Autism spectrum disorder (ASD) is a complex neurodevelopmental disorder with genetic and clinical heterogeneity. The interplay of de novo and inherited rare variants has been suspected in the development of ASD. Here, we applied whole exome sequencing (WES) on 19 trios from singleton Saudi families with ASD. We developed an analysis pipeline that allows capturing both de novo and inherited rare variants predicted to be deleterious. A total of 47 unique rare variants were detected in 17 trios including 38 which are newly discovered. The majority were either autosomal recessive or X-linked. Our pipeline uncovered variants in 15 ASD-candidate genes, including 5 (GLT8D1, HTATSF1, OR6C65, ITIH6 and DDX26B) that have not been reported in any human condition. The remaining variants occurred in genes formerly associated with ASD or other neurological disorders. Examples include SUMF1, KDM5B and MXRA5 (Known-ASD genes), PRODH2 and KCTD21 (implicated in schizophrenia), as well as USP9X and SMS (implicated in intellectual disability). Consistent with expectation and previous studies, most of the genes implicated herein are enriched for biological processes pertaining to neuronal function.

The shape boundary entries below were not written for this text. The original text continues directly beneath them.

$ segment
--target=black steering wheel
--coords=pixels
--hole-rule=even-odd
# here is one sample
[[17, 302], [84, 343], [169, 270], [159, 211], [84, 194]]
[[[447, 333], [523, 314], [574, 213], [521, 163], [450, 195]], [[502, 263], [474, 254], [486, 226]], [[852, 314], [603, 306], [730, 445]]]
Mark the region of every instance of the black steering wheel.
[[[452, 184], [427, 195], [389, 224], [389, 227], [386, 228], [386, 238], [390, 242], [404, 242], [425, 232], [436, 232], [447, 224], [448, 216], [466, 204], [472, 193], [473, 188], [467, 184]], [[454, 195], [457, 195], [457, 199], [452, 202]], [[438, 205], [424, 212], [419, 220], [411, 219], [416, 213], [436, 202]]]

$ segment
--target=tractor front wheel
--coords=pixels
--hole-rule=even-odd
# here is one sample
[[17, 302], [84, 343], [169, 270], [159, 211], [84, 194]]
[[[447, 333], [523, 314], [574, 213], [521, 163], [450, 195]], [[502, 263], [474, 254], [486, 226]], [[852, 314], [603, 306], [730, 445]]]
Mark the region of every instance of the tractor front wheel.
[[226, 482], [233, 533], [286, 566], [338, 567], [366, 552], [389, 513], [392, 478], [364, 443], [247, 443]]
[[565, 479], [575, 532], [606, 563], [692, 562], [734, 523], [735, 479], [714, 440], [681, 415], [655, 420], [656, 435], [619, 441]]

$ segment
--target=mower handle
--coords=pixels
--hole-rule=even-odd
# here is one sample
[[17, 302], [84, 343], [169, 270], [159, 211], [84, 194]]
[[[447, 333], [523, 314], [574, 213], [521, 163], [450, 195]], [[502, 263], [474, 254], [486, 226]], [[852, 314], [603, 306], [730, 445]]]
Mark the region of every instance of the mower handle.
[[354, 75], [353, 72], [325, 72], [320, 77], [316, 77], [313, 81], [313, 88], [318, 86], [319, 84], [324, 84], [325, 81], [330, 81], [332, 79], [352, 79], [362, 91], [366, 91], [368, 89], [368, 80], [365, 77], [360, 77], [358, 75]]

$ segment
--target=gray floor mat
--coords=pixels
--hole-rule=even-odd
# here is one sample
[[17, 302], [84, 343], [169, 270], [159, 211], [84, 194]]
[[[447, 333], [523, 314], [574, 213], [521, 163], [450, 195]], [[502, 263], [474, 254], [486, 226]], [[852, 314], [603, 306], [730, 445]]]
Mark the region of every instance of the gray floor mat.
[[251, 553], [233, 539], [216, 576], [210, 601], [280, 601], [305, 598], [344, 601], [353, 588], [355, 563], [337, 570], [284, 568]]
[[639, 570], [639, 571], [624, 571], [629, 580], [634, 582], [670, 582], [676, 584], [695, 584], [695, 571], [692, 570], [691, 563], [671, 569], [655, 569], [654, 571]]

Our findings underscore the private and heterogeneous nature of the genetic architecture of ASD even in a population with high consanguinity rates.

Figure 1

Schematic illustrating the steps of WES data analysis pipeline employed in this study. The multi-step analysis procedure involves eliminating low quality reads, variant mapping to human reference genome (hg19), variant calling and annotation, grouping variants according to inheritance models followed by variant prioritization and validation, and finally biological functions analysis was carried out on the final list of genes. AR, autosomal recessive; AD, autosomal dominant; QC, quality control. Dashed arrow indicates that the model was applied when all three main models failed to discover candidate variant(s).

Figure 2

Effect and mode of transmission of the validated variants. Pie charts illustrating the distribution of the confirmed variants found in all probands according to their effect (A) or mode of transmission (B). AR: autosomal recessive. AD: autosomal dominant.